An empirical analysis of option pricing with short sell bans
International Journal of Theoretical and Applied Finance
Short sell bans are often imposed during a financial crisis as a desperate measure to stabilize financial markets. Yet, the impact of short sell bans on option pricing and hedging is not well studied, at least quantitatively, until very recently when Guo Zhu [(2017) Equal risk pricing under convex trading constraints, Journal of Economic Dynamics and Control 76, 136-151] and He Zhu [(2020) A revised option pricing formula with the underlying being banned from short selling, Quantitative Finance 20 (6), 935-948] formulated a new pricing framework with the underlying being either completely or partially banned from short selling.
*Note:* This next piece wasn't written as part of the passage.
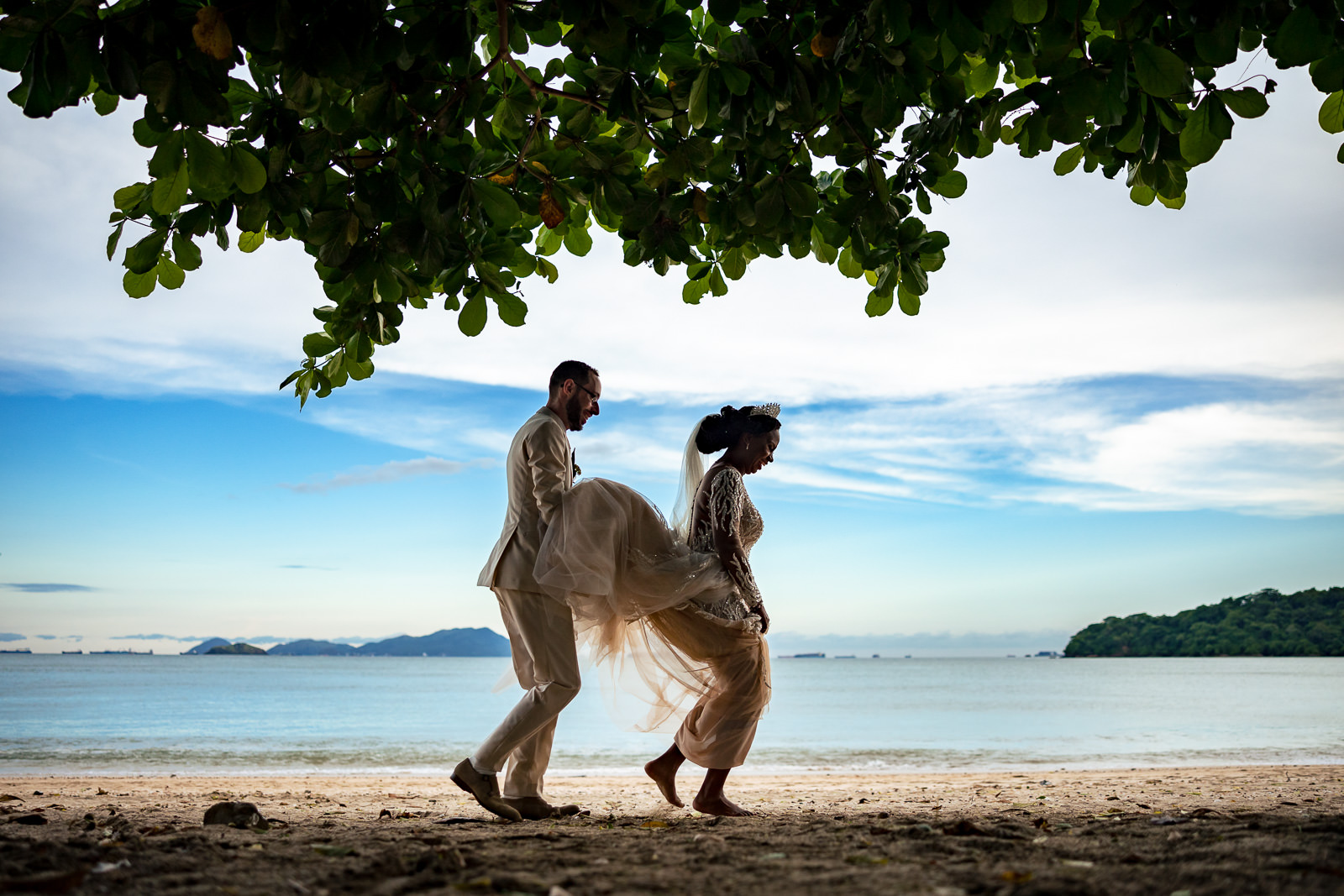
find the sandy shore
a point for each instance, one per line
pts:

However, no empirical results were provided to substantiate the usefulness of the formulae, as well as to deepen our understanding on the effects of short sell bans. This paper provides a comprehensive empirical study on the effects of short sell bans to the standard option pricing theory by carrying out both cross-sectional and options time series model calibration of the model devised by He Zhu (2020) [A revised option pricing formula with the underlying being banned from short selling, Quantitative Finance 20 (6), 935-948]. Overall, our empirical results indicate that the alternative option pricing formula considering short sell restrictions has the ability to capture highly-quoted implied volatility, with an evident improvement of 39% out-of-sample performance compared to the benchmark Black-Scholes model during the period of short sell ban.